Open wuzhiyang2016 opened 4 years ago
Hi,
As you can see in the method merge_quantize_weights(), the parameters are quantized. So both parameters and activations are quantized.
But both effects parameter quantization and activation quantization are removed from backward (only from backward) by that line: y.data.copy_(yq.data). The forward still has the effects of quantization because the contents of yq is coped to y and is given the next layer.
This is because the all operations that was done to produce yq is skipped from the graph (used for backward) by that one line of operation. But teh contents of yq itself is stored and propagated to next layer because it is copied inside y.
During backward whatever operations was used to create the tensor y will replayed back to produce the gradients - because tensor y is what we are propagating to the next layer. But the content of tensor y is yq - so the next layer will use the quantized values. This is what Straight through Estimation is.
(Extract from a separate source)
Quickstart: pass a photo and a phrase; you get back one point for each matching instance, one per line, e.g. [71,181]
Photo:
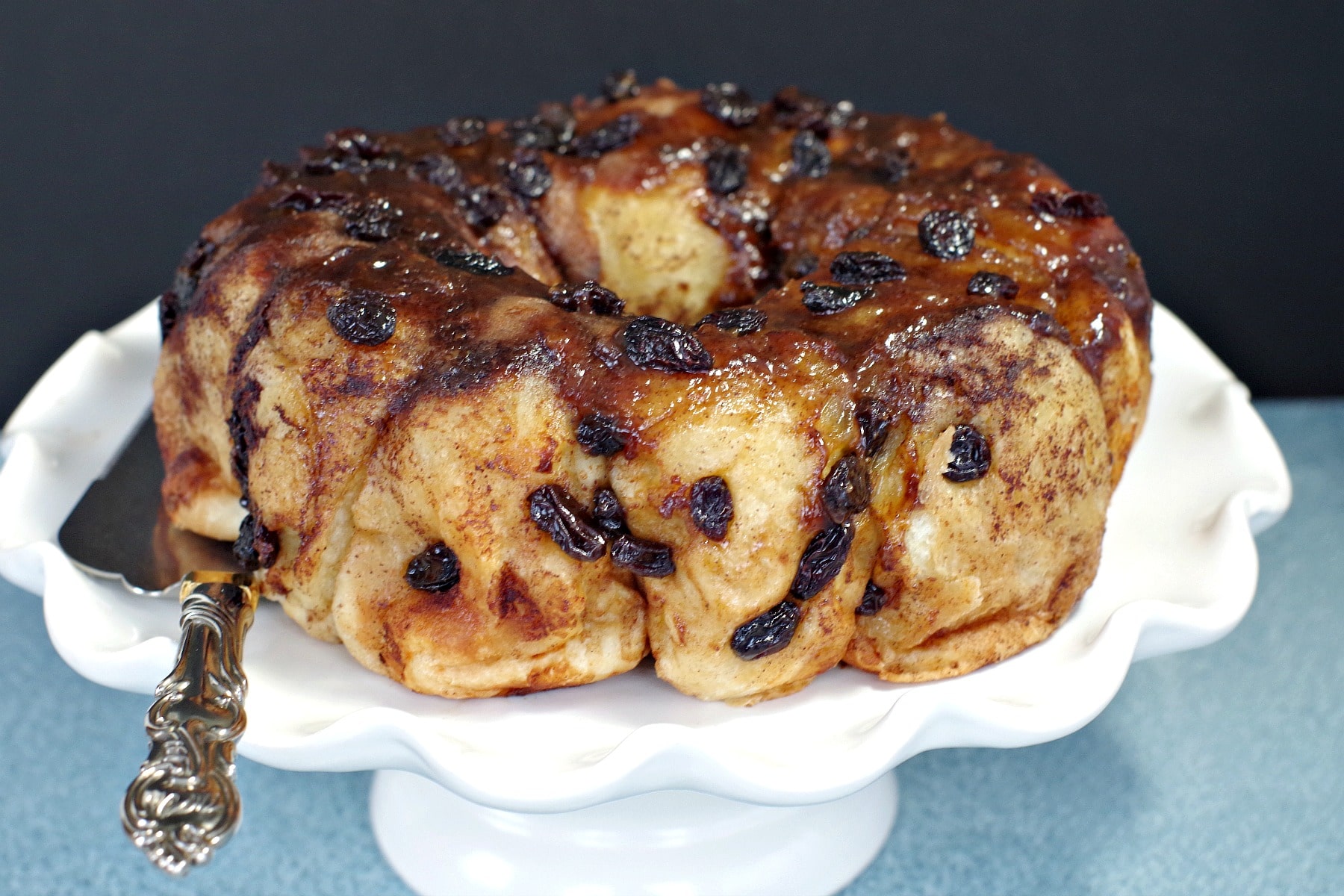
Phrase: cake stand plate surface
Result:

It's a bit complicated.
To understand this better you can study how PyTorch stores graph operations and how it can be skipped from being used in backward.
yes, the operation of merge_quantizeweights() is out of calculate graph, It has no effect on the gradient of model parameters,,,assume a situation like this: last layer's output y, the current layer is a conv layer, only have weights but no bias, if we don't do **y.data.copy(yq.data)** , this conv layer' weight gradient is y instead of yq, it's wrong, so we correct the weight's gradient by do y.data.copy_(yq.data).
but this correction of weight's gradient is just about activation quantize loss produced. the loss of quantization params should generate an additional loss, we should correct the conv layer's w to wq, as you can see in the google's paper: Quantizing deep convolutional networks for efficient inference: A whitepaper formula (16),
Interesting discussion. Lets continue. You said: we should correct the conv layer's w to wq
I think it is clear that the weights used in forward in this code is quantized, as I pointed out merge_quantize_weights. There is no doubt about that.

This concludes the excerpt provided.